Learning, Curriculum and Life Politics: the selected works of Ivor F. Goodson
Coming to Curriculum
Youth culture and WC (working class) culture are broadly similar in whole areas. This is particularly true, I would say, in reference to authority. Therefore a teacher who has experienced youth culture and carries it over into his teaching (whether he or she be a week-end beatnik or a life-styler!) should find himself well-placed and in empathy with WC kids.
You see it’s interesting that you mention Lennon and Best - they typify one strand in youth culture and WC culture - the rebel (in this case with a cause I think!).
I find it hard to believe that many WC kids will take teachers seriously who take school seriously. I mean this solely in the sense of ‘image’. Something you've not touched on – and yet it's part of the vocabulary of many WC kids.

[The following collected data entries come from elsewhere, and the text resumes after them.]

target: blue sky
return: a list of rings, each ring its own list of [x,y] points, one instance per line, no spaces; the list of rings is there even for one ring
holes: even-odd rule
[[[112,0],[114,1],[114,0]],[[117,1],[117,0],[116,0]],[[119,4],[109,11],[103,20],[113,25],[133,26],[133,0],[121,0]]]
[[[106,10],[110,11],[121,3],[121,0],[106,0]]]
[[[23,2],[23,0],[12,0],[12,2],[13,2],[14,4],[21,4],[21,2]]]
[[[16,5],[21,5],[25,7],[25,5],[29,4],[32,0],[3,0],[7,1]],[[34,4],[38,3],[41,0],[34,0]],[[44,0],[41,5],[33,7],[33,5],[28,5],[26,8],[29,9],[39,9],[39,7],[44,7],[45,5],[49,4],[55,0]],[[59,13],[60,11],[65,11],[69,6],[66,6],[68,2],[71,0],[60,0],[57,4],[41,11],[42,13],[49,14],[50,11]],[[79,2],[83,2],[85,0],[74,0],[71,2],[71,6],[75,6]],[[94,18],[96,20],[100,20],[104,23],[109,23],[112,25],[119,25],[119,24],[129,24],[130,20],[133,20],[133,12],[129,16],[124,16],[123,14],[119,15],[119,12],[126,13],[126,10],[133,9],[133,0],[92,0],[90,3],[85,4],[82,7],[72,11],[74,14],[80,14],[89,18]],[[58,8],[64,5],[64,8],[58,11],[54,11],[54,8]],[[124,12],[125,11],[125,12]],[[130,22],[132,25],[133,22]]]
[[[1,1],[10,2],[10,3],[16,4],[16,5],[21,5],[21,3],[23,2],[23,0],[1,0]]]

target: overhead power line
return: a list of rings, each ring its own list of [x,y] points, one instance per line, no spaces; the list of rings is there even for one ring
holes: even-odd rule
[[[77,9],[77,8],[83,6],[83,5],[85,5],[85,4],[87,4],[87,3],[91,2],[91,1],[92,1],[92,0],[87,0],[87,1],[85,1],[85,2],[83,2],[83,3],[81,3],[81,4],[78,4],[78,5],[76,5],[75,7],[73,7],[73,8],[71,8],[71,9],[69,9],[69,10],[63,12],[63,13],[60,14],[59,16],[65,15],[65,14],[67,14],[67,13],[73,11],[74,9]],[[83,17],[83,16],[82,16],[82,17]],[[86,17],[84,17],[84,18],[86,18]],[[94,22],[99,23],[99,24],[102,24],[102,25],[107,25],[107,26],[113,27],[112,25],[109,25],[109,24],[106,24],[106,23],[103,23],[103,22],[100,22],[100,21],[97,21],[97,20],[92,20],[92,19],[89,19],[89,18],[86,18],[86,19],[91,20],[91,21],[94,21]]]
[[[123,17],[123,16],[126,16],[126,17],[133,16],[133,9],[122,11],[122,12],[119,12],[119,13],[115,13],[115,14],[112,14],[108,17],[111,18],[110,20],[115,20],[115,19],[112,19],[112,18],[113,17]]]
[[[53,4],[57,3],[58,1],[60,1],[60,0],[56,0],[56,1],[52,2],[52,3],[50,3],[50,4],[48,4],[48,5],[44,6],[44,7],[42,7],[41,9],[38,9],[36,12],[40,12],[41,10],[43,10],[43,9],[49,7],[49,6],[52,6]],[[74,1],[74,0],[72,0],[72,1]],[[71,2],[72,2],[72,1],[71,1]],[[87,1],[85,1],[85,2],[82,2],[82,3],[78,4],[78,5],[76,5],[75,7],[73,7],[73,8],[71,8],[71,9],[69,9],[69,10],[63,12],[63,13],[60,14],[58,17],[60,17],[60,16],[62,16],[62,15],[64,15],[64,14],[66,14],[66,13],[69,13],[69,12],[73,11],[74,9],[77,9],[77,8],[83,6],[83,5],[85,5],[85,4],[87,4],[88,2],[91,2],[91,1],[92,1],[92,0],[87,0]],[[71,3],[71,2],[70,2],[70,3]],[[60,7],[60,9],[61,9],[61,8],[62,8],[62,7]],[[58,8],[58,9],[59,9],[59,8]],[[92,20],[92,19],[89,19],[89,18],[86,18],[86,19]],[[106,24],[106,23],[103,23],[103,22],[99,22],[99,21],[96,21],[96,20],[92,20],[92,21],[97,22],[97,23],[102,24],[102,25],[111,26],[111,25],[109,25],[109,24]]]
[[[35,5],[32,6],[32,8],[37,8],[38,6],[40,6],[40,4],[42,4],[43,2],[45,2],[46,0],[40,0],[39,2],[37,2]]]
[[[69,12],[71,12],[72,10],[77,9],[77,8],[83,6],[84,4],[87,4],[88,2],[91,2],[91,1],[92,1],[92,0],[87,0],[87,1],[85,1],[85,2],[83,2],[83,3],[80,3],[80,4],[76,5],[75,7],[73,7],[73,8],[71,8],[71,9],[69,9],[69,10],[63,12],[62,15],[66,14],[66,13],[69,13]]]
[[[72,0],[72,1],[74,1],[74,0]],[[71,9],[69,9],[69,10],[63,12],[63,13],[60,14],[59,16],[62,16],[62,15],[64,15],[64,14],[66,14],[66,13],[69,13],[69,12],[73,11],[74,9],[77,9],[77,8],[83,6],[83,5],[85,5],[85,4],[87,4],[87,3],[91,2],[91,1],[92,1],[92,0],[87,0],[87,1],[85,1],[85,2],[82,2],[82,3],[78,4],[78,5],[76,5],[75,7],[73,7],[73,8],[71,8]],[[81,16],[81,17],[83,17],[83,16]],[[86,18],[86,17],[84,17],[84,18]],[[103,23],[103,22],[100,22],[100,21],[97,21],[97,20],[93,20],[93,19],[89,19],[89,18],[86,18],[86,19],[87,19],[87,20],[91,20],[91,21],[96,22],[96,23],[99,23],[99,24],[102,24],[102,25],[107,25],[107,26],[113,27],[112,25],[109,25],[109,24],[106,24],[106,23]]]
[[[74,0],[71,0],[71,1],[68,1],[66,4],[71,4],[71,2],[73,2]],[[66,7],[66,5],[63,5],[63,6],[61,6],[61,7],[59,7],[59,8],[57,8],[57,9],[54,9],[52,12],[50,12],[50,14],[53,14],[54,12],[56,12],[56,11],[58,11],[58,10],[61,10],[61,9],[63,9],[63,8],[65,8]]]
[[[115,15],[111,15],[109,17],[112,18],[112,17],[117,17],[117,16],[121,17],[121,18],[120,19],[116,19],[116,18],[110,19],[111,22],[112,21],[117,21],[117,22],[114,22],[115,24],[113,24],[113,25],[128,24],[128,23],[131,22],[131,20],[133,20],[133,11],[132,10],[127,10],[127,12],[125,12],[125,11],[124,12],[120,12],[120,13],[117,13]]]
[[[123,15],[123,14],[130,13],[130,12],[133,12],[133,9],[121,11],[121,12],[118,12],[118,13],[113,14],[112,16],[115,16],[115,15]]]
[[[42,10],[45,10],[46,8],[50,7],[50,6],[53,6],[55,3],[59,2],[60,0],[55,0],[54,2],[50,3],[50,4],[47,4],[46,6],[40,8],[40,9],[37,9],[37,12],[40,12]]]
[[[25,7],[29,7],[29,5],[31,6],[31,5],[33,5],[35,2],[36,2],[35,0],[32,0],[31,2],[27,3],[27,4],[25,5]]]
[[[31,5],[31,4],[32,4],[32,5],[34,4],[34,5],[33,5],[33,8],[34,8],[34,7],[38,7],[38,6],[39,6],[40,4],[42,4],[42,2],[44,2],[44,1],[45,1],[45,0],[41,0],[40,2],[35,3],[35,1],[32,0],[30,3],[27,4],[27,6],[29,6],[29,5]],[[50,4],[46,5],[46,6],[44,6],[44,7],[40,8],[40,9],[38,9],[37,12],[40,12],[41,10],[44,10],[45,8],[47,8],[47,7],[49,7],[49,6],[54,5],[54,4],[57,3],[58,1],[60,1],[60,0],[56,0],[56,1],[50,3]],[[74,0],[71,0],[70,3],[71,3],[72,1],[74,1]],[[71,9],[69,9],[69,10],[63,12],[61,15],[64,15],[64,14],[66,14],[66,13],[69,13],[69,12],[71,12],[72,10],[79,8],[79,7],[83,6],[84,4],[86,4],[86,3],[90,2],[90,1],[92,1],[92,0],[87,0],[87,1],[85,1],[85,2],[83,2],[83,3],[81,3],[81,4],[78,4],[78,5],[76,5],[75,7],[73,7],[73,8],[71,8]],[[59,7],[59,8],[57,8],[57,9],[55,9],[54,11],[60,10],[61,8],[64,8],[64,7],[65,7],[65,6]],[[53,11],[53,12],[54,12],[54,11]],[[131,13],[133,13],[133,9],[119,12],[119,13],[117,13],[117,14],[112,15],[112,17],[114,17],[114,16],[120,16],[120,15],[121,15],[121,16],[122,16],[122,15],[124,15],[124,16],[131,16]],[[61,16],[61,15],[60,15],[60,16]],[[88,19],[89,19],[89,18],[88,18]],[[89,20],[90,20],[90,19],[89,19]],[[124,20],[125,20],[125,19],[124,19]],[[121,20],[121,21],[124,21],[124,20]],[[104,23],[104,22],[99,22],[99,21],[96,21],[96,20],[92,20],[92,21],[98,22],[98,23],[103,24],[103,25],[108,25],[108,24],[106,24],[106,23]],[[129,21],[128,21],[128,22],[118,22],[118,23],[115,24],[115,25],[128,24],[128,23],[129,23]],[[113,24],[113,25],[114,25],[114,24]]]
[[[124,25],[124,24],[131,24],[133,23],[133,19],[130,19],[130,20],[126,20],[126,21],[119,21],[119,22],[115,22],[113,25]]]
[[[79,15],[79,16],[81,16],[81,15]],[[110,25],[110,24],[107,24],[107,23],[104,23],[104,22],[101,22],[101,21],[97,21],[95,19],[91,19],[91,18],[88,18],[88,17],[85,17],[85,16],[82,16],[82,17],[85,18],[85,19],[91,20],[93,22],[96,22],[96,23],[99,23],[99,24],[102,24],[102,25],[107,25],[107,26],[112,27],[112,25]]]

Schools are ‘hate objects’ in the internal language of the WC. You go to them in much the same spirit you go to the factory - by the time you are a teenager that is. You learn to hate every hypocrisy and fallacy that they stand for. A teacher who fully identifies with the school therefore encounters a similar response (letter to Walker 1973).

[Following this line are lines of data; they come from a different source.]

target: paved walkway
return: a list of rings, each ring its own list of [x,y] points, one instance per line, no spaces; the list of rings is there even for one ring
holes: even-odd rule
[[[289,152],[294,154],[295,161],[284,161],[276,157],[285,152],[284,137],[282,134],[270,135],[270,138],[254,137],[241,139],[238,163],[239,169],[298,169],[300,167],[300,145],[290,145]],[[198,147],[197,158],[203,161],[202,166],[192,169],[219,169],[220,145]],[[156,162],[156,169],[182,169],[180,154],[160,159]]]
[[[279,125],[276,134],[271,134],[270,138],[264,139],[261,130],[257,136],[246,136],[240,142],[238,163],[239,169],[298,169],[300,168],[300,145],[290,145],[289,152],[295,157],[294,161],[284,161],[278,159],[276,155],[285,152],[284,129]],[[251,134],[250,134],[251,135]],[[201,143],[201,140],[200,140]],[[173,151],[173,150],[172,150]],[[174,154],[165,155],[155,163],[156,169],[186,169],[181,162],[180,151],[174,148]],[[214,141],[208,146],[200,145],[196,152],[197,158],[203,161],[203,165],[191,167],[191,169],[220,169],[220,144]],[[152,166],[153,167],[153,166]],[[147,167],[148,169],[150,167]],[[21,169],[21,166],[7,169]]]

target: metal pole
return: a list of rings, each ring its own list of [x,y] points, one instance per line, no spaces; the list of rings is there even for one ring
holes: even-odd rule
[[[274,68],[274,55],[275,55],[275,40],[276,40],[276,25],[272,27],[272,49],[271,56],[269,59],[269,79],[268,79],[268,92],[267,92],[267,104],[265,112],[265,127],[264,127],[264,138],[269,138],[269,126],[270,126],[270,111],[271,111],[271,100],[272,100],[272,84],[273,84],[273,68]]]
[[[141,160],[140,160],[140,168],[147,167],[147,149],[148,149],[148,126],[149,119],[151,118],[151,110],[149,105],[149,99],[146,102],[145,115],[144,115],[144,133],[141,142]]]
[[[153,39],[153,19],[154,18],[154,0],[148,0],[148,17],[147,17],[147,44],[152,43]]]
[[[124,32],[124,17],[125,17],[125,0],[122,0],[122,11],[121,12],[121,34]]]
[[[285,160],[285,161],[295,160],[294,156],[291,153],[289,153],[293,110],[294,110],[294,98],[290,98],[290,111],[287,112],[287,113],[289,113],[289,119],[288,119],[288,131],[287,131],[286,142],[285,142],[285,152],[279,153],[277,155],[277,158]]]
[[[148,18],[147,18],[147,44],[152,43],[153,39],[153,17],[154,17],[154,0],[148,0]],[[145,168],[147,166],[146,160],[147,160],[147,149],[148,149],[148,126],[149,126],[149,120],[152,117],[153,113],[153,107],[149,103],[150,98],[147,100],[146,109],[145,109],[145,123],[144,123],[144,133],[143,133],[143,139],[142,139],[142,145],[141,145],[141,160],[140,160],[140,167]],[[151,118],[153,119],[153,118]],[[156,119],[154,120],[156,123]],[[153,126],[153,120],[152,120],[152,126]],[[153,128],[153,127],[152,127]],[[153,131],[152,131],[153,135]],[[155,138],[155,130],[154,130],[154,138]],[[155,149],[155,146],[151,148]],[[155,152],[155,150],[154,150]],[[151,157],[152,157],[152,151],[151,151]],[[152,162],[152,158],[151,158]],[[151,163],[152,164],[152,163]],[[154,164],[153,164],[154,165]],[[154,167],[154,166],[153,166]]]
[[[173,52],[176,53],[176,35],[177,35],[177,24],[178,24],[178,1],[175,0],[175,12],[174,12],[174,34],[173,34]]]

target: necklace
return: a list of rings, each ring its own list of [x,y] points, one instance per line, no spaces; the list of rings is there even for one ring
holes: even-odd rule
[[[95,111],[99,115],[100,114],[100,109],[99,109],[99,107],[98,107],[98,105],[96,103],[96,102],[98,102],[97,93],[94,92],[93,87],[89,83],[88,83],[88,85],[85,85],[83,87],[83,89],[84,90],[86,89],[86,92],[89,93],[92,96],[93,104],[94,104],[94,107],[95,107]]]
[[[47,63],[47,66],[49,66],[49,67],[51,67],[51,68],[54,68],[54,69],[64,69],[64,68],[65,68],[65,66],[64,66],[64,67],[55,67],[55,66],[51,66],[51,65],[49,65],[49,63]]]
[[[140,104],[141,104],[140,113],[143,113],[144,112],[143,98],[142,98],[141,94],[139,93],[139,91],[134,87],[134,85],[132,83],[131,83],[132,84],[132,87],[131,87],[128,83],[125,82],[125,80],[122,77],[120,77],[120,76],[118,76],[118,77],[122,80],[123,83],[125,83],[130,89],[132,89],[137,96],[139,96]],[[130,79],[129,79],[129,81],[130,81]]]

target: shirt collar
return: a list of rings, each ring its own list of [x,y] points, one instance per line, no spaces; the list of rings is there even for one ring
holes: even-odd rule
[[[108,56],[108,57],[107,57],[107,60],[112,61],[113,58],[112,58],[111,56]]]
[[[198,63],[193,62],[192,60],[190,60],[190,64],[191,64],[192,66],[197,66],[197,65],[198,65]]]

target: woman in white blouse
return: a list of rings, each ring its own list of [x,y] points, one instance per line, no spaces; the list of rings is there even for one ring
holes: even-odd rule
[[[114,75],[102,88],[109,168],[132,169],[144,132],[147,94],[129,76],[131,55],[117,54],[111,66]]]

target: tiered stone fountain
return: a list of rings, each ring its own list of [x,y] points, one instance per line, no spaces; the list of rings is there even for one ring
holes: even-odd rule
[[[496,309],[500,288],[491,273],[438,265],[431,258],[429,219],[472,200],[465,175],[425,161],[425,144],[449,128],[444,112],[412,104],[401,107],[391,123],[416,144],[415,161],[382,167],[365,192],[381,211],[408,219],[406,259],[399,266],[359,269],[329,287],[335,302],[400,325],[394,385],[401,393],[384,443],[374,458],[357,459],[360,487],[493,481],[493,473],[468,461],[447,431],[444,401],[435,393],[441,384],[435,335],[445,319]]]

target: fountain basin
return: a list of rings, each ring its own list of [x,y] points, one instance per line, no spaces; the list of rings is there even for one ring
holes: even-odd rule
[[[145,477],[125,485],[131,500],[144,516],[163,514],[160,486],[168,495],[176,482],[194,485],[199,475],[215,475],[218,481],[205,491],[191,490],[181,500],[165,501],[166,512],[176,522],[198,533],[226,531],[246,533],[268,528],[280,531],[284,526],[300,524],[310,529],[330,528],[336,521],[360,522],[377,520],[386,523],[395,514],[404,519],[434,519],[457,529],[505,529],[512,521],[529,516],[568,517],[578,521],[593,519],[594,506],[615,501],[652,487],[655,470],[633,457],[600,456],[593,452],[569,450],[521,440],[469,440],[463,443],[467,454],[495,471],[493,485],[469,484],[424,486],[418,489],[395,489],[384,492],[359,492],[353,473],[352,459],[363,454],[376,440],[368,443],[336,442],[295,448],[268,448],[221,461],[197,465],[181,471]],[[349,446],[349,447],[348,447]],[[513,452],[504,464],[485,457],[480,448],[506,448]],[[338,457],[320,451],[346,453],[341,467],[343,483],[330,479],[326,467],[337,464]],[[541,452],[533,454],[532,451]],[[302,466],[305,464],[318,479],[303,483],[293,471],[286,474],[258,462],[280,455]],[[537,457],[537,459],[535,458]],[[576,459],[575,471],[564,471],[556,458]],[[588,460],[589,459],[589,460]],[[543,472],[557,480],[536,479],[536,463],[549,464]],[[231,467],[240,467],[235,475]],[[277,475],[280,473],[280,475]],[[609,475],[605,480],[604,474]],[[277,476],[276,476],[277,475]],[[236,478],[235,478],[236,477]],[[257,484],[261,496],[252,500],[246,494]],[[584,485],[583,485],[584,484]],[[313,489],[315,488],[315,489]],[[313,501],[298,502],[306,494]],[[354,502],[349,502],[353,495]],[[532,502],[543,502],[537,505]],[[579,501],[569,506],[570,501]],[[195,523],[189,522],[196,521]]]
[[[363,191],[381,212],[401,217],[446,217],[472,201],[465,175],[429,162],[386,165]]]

Two other notes I found on old bits of paper from 1972 spell out more of the approach and pinpoint my predominant concerns at this stage in my life in teaching.
For the WC Child
1. The person comes before the role in deciding if you learn from a teacher. Learning will only go on if the person is accessible and acceptable. It is the first threshold.
2. The person can be adjudged at a number of levels. Certain factors seem to predispose the kids in liking teachers.
(a) An ability to joke and be joked with - a classic WC 'testing' mechanism (Scwartz calls it 'sounding' among black youth in New York).
(b) An irreverence, rebelliousness like their heroes.
(c) A general acceptance of laughs and fun as essential ingredients of life.